Dear Helen Hartman,
As you know, my house is on the market, it is a traditional home...furnished with an eclectic mix of "finds" and real antiques. The kitchen was done in a retro fashion the old formica table and chairs etc. It was fabulous. The broker made me change it out to boring white/pine table and windsor chairs and black and while toile curtains. Boring. So I had to give up my kitchen to appeal to the general folks..... what would Dear Helen have done?
Dear Loved One,
Of course it was fabulous (if anyone wants to know how Helen knows this drop in and visit Sherrie’s blog A Conversation at the Goodwill). I’ve wanted a Formica table for the longest time.
So even the best Realtor would have to have wrestled me to the ground to get me to move it out.
I have moved a time or two in my life (contrary to what that snipe Teresa might tell you, Helen is NOT wanted by the law. They never proved a thing!) But to be sure, I checked with the experts:
|"Mommy I know you love The Sound of Music but please, can't we just buy clothes from Sears instead of always making them from curtains?" Magazines from 1943 to 1954, $2 each! So much goodness inside!|
Sure you need to de-clutter and de-personalize but that doesn’t mean you have to leave your house a depressing space devoid of the things that make it a home. You still have to live there, ya know!
|Carol truly was a control queen. She called that her control kitchen, the dinning room her control dinning room and the master bedroom the dungeon of dominance.|
So let’s tackle some of those well-known tricks to sell a house:
Repaint. Repair. Refurnish. Keep it neutral, neutral, neutral!
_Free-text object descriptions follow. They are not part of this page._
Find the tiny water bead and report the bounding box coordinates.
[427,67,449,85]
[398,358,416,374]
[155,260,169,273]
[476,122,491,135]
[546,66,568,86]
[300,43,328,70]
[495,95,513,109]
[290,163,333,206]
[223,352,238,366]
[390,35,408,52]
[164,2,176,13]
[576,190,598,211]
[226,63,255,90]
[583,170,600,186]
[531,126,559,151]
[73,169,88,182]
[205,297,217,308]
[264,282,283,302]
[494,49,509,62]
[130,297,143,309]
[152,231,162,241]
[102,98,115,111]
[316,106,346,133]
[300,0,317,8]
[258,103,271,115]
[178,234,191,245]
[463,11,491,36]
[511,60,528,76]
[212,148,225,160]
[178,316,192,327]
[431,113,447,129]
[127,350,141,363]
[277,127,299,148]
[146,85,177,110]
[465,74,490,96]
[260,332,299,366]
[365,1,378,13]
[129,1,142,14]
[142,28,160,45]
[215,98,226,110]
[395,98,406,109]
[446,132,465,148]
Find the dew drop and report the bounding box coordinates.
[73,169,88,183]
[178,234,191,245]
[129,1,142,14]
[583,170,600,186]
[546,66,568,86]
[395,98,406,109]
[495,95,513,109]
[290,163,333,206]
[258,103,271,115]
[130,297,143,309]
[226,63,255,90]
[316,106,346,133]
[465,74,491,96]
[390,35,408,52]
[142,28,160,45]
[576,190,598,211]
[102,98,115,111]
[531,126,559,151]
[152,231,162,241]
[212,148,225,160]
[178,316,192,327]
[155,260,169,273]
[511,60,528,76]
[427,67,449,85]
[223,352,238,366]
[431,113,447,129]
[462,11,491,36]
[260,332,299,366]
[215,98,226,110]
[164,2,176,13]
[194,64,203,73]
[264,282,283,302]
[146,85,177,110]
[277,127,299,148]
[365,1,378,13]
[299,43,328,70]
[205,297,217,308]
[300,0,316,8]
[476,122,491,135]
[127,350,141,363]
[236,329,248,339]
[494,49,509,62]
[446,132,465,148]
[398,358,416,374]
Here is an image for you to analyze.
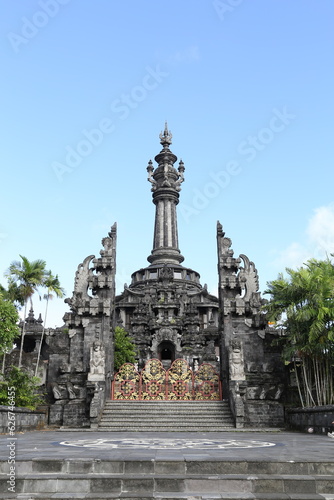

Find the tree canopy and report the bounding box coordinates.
[0,294,19,354]
[114,326,137,371]
[0,366,44,409]
[5,256,47,367]
[265,257,334,407]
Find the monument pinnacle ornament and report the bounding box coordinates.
[147,122,185,265]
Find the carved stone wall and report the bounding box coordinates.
[217,222,285,428]
[47,224,117,428]
[115,263,220,372]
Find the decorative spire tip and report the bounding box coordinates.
[159,122,172,147]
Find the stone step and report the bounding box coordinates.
[99,420,234,424]
[98,427,235,431]
[0,494,330,500]
[102,406,232,410]
[101,413,233,419]
[103,408,231,413]
[99,422,235,427]
[100,400,235,431]
[2,459,333,497]
[1,472,334,497]
[99,422,235,428]
[0,491,328,500]
[98,424,234,427]
[103,409,231,419]
[97,428,235,432]
[3,459,334,475]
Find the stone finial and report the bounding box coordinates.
[159,122,172,148]
[26,308,35,323]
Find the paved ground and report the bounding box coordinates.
[1,429,333,462]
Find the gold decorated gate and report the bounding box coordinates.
[112,359,221,400]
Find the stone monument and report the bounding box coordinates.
[45,124,285,428]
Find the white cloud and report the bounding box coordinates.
[272,204,334,271]
[306,204,334,259]
[272,242,309,271]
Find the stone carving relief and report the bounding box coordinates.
[203,340,216,361]
[51,382,67,400]
[229,340,246,381]
[88,341,105,381]
[90,383,103,418]
[221,236,233,257]
[159,264,174,282]
[74,255,94,296]
[151,328,182,354]
[66,382,77,399]
[238,254,259,302]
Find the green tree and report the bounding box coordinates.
[0,366,44,409]
[265,257,334,407]
[114,326,136,371]
[1,279,25,309]
[6,256,47,368]
[35,271,65,376]
[0,293,20,373]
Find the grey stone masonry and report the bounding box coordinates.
[286,404,334,434]
[1,457,334,498]
[217,222,285,428]
[47,224,117,428]
[0,405,46,433]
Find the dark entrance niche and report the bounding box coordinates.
[158,341,175,366]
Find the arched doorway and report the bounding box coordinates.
[158,341,175,369]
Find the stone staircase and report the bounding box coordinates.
[98,400,235,431]
[1,458,334,499]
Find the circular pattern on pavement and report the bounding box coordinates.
[59,438,276,449]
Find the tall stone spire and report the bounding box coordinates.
[147,123,185,266]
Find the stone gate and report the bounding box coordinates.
[112,359,221,401]
[43,124,285,429]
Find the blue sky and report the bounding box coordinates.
[1,0,334,328]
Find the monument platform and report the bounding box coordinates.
[0,429,334,498]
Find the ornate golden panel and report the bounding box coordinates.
[112,363,140,400]
[167,359,193,400]
[112,359,221,400]
[194,363,220,400]
[141,359,166,400]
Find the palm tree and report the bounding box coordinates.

|The caption to this actually describes it as a neutral kitchen. Neutrality is in the eye of the beholder, I guess. This kitchen certainly make me want to stick something in my eye.|
Curb appeal? Make a good impression from the moment the seller arrives.
|From the actual article: "I'd driven by that house a hundred times and never noticed it until..." Until the horrible accident when it was hit by a semi hauling 2 tons of Pepto Bismol.|
If you’re not inclined to do a lot of work…
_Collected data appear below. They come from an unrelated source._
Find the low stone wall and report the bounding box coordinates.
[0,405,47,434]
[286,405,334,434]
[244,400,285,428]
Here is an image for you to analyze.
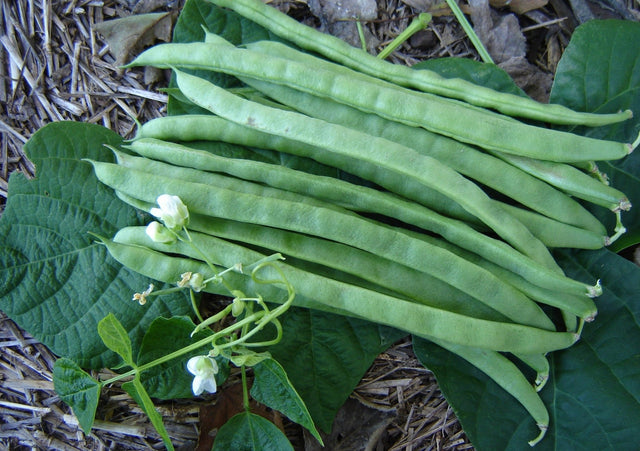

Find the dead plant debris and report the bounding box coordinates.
[1,0,638,449]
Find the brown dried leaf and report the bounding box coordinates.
[469,0,526,64]
[490,0,549,15]
[94,11,175,67]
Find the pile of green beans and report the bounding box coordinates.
[92,4,638,445]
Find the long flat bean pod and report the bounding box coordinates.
[108,228,578,354]
[208,0,631,127]
[403,226,598,320]
[239,72,606,235]
[502,204,607,249]
[169,69,562,268]
[91,160,559,329]
[493,152,631,212]
[135,115,481,224]
[427,337,549,446]
[113,199,510,323]
[124,137,601,297]
[126,43,633,162]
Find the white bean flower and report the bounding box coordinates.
[150,194,189,231]
[187,355,219,396]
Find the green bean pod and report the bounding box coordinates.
[169,69,562,269]
[113,201,511,323]
[238,71,606,235]
[516,353,550,391]
[125,42,632,162]
[503,204,607,250]
[406,227,598,320]
[134,115,481,224]
[107,229,579,354]
[493,152,631,212]
[208,0,631,128]
[122,137,601,297]
[89,160,558,329]
[428,337,549,446]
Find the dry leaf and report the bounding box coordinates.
[469,0,527,64]
[94,11,175,67]
[490,0,549,15]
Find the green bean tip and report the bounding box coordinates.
[527,424,548,447]
[534,374,549,392]
[587,280,602,298]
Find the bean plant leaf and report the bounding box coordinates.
[264,307,406,432]
[414,248,640,450]
[136,316,229,399]
[0,122,193,369]
[122,378,175,451]
[52,357,101,435]
[549,20,640,250]
[212,411,294,451]
[251,357,323,444]
[97,313,134,366]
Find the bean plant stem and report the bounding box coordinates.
[377,13,432,60]
[444,0,493,63]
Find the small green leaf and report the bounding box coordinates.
[53,358,101,435]
[122,377,175,451]
[212,411,294,451]
[229,349,271,367]
[251,357,323,444]
[98,313,134,366]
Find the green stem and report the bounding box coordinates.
[241,366,250,411]
[356,20,367,52]
[102,309,269,386]
[377,13,432,60]
[444,0,493,64]
[190,289,204,323]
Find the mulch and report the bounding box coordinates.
[1,0,638,449]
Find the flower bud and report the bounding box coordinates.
[145,221,176,244]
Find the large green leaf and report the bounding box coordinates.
[0,122,193,368]
[550,20,640,144]
[550,20,640,249]
[409,19,640,450]
[414,248,640,450]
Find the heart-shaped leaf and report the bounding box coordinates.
[0,122,193,368]
[52,357,101,434]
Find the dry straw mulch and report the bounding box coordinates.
[2,0,637,449]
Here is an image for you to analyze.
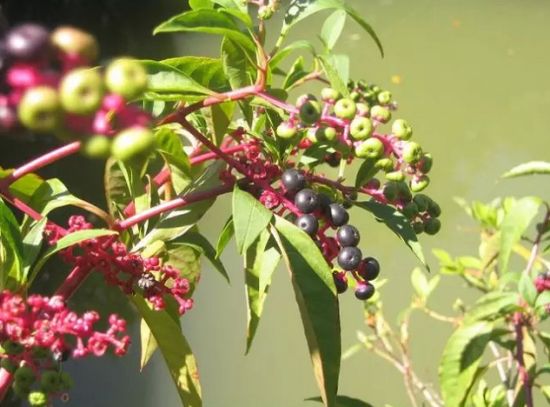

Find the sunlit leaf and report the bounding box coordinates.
[0,198,23,290]
[464,292,520,324]
[321,10,346,50]
[501,161,550,179]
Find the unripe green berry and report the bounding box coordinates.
[276,122,297,139]
[413,194,430,212]
[83,135,111,159]
[59,371,74,390]
[334,98,357,119]
[375,158,394,172]
[18,86,62,133]
[427,201,442,218]
[392,119,413,140]
[111,126,155,162]
[370,105,391,123]
[258,5,274,19]
[2,340,23,355]
[321,87,340,102]
[355,137,384,159]
[13,381,31,398]
[385,170,405,181]
[402,141,423,164]
[402,202,419,220]
[298,100,321,125]
[412,221,424,234]
[28,390,47,407]
[349,91,360,102]
[105,58,148,100]
[59,68,104,115]
[410,175,430,192]
[382,181,398,202]
[349,116,373,140]
[424,218,441,235]
[51,26,99,62]
[40,370,61,393]
[0,358,17,373]
[316,126,337,142]
[417,153,433,173]
[14,366,35,387]
[296,93,317,107]
[377,90,392,105]
[396,181,413,202]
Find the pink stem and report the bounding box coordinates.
[55,265,93,299]
[116,183,234,230]
[190,144,251,166]
[256,91,298,114]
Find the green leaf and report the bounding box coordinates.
[211,0,247,13]
[0,198,24,290]
[321,10,347,50]
[174,232,230,282]
[283,56,309,90]
[272,216,340,407]
[269,40,315,71]
[132,295,202,407]
[155,125,192,193]
[232,186,273,254]
[244,230,281,353]
[439,322,497,407]
[162,57,228,92]
[317,54,348,96]
[221,37,254,121]
[189,0,213,10]
[343,4,384,57]
[535,290,550,310]
[21,218,47,282]
[164,241,202,295]
[410,267,439,301]
[154,9,255,53]
[306,395,374,407]
[501,161,550,179]
[354,159,377,188]
[104,158,132,217]
[140,318,159,370]
[140,60,212,98]
[210,102,235,145]
[519,273,537,306]
[464,292,520,324]
[355,201,428,269]
[30,229,117,284]
[8,173,44,203]
[216,216,234,258]
[498,197,541,274]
…a new door mat will work wonders.
|Caution: Your new doormat should probably NOT say Eve Arden on it.|
But that doesn’t mean you have to BE a door mat (do you hear me Eve Arden? I mean, really, you were kind of a big deal, why would you be hawking $5 doormats in the back of magazines? The real money is in celebrity endorsements of chin straps and personal flame throwers!)
But really, are those things enough to close the deal? Helen has some thoughts about what really works. Yes, Helen is offering actual advice. Make a note, it may never happen again!
Cook meals in the crock pot so the house smells great every day.
Use orange oil on the sinks and their fixtures so they gleam.
|Behold the modern oven: the perfect place to store the food you bought for your party and plan to pass off as home cookin'.|
|I don't have a disposal, I'm all dolled up and stuffing things in the drain in hopes of meeting a cute plumber!|
|"Okay, I mowed the lawn, raked up all the cuttings, swept the walk, hosed down the drive, showered, did my hair and got dressed. What did you do?" "I put a flower in a pot."|
Put the TV on an ambient music channel during showings.
I always write a letter with pics of the house in different seasons telling the prospective buyer what it’s close to (or far from) and what I’ve loved most about living there. Yep, despite the trend to de-personalize the process, the thing that has actually helped us sell our homes was the personal touch!
|OH MY WORD, Not THAT personal. This is the room you send your kids to when you want to punish them. "Please, Mom, No, it gives me nightmares about dolls and clowns and animals. So many nightmares!"|
Good luck – and if you have to wrestle with your Realtor, remember, right hand gouge, left hand hair pull.